Adrenalina: O Que É E Para Que Se Utiliza

A adrenalina é um hormônio e um neurotransmissor, produzida pela medula supra-renal a partir da conversão de noradrenalina por parte de uma enzima a N-metil-transferase. É um hormônio simpaticomimético, ou seja, participa do sistema nervoso simpático em resposta a fuga ou luta, tem efeito vasoconstritor, aumenta a frequência cardíaca e produz dilatação brônquica no sistema respiratório.

Quimicamente é um aminoácido, altamente solúvel, não atravessa a barreira sangue-cérebro, não penetra no sistema nervoso central, mas acredita-se que por sua estimulação simpática periférica produz uma ativação a nível central.

Para que se utiliza a adrenalina:

A adrenalina se utiliza em:

Adrenalina: O Que É e Para Que se Utiliza
  • Reações de hipersensibilidade do tipo I (moderada a grave).
  • Angioedema: inchaço dos lábios, língua, pálpebras.
  • Choque anafilático: reação exagerada e grave do sistema imunológico com edema da glote, insuficiência respiratória aguda e bronco espasmo generalizado por estímulo do receptor β2.
  • Crise de asma aguda grave quando não responde a outros medicamentos.
  • Antigamente era utilizada para a insuficiência cardíaca, a nível circulatório aumenta a frequência cardíaca e o volume minuto cardíaco por estímulo do receptor β1 e diminui a resistência periférica total por vaso dilatação por estímulo do receptor β2 em baixas doses, doses elevadas aumentam a resistência periférica total por estímulo de α1.
  • A adrenalina associada a um anestésico local: a adrenalina por vaso constrição diminui o fluxo na área para que haja um maior contato do anestésico local com a estrutura nervosa e a passagem da circulação geral se torna mais lenta, portanto, existe menos risco de toxicidade sistêmica, além disso, a adrenalina também promove a hemostasia, se o local da aplicação do anestésico local sangra.

Vias de administração de adrenalina:

Intravenosa: emergência, latência imediata, risco de cardiotoxicidade.

Subcutânea: para angioedema, maior latência do que por via intravenosa, estar em risco de cardiotoxicidade.
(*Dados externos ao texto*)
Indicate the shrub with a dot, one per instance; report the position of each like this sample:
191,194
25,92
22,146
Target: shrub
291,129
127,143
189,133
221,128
Se durante a administração o paciente começa com taquicardia, muitos usam um laço, o qual vai sendo ajustado para reduzir a absorção da droga.

Intramuscular: por esta via é garantida a absorção adrenalina, tem maior latência do que a via subcutânea e não existe tanta droga em circulação como por via intravenosa, por isso o risco de cardiotoxicidade é menor.

Endotraqueal: ou instilação pelo tubo endotraqueal, em pacientes internados na UTI (unidade de terapia intensiva) com crise asmática aguda grave que não respondem à administração de outras drogas.

Quais são os efeitos adversos da Adrenalina:

  • Ansiedade, nervosismo, irritabilidade, tremores, tontura, insônia, dores de cabeça (por resposta reflexa do sistema nervoso central para as alterações hemodinâmicas, já que a adrenalina não ultrapassa a barreira hematoencefálica).
  • Lipólise (quebra de gordura) aumentada.
  • Propriedades cardíacas aumentadas.

A adrenalina é contra-indicada em:

  • Hipertireoidismo e hipertensão, já que as pessoas que sofrem com estas condições estão mais propensas a infartos, hemorragias ou arritmias cardíacas.
  • Pacientes psicóticos ou com Parkinson, porque pode agravar o tremor, os delírios ou as alucinações.
  • Pacientes aos quais foram administrados bloqueadores beta, já que podem apresentar hipertensão arterial ou hemorragia cerebral.